A and B alternately throw a pair of die until one of them wins. A is considered winner if he gets a total 7 and B is considered winner, if he gets a total of 5. If A starts the game. then what is the probability that one of the die shows face 3 on the last throw.
I am not getting any start . Can anybody help me in this .
First off: The chance that A wins in any single attempt is 6/36, i.e. 1/6 - if you write out all possible results for a 2-dice-throw, this gets obvious:
(1,6), (6,1), (2,5), (5,2), (3,4), (4,3) are possible wins for A.

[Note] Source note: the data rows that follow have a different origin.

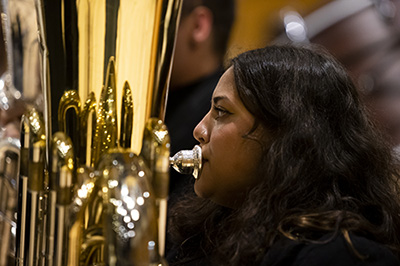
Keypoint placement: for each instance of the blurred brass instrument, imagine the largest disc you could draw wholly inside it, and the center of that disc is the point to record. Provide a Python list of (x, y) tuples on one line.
[(92, 169)]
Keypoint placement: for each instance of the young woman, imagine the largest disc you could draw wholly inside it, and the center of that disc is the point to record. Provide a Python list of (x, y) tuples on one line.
[(294, 172)]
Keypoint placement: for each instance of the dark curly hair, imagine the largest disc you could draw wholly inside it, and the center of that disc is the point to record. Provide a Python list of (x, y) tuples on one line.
[(326, 167), (224, 13)]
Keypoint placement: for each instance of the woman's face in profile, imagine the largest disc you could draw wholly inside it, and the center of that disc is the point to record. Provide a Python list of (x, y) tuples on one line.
[(230, 157)]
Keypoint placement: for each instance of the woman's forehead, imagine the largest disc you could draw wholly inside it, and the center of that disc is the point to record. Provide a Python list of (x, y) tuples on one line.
[(226, 85)]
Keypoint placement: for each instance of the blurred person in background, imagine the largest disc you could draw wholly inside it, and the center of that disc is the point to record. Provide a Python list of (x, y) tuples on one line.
[(20, 61), (201, 46), (364, 35)]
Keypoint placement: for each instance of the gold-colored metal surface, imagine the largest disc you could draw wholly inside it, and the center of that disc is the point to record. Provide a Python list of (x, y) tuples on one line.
[(188, 162), (103, 205), (9, 154)]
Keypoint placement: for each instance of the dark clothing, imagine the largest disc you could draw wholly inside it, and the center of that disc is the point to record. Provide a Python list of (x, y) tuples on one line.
[(185, 108), (334, 253)]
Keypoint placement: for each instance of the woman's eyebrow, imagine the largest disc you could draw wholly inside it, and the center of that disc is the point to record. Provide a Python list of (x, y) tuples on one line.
[(219, 98)]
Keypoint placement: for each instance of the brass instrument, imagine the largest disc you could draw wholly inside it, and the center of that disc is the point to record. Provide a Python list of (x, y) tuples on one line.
[(9, 155), (188, 162)]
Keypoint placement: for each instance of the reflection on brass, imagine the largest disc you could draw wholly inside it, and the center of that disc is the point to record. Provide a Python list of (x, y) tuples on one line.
[(126, 117), (59, 199), (88, 126), (103, 201), (31, 189), (9, 154), (188, 162), (155, 151), (106, 124), (129, 209)]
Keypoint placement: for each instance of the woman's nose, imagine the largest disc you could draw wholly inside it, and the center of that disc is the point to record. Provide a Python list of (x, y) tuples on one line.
[(201, 132)]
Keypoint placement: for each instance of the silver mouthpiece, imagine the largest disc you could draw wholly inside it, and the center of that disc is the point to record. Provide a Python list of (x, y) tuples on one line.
[(187, 161)]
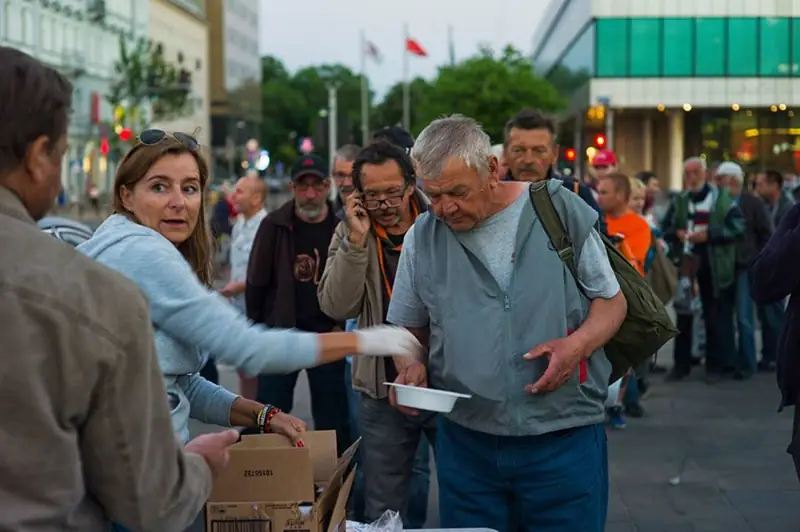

Chance to win for B is 4/36, i.e. 1/9:
(1,4), (4,1), (2,3), (3,2)
The chance that there is a three in the result is 1/3 for A and 1/2 for B.
With this knowledge you can now build an infinite sum:
Possibility 1: A wins and throws 3: $\frac16*\frac13$
Possibility 2: A loses, B wins and throws 3: $\frac56*\frac19*\frac12$
Possibility 3: A loses, B loses, A wins and throws 3: $\frac 56*\frac89*\frac16*\frac13$
Possibility 4: ... : $\frac56*\frac89*\frac56*\frac19*\frac12$
...
So the total sum is: $$\frac1{18}+\frac5{108}+\sum_{i=1}^\infty\left(\frac56*\frac89\right)^i*\frac 1{18}+\sum_{j=1}^\infty\left(\frac56*\frac89\right)^j*\frac56*\frac1{18}=$$ $$\frac1{18}+\frac5{108}+\frac{20}7*\frac1{18}+\frac{20}7*\frac56*\frac1{18}=\frac{11}{28}$$
Are you sure that the result is 9/28?
EDIT: (I can't answer your comment directly, as I'm a new member). The sums should be correct, write the first few summands out, if you have doubts.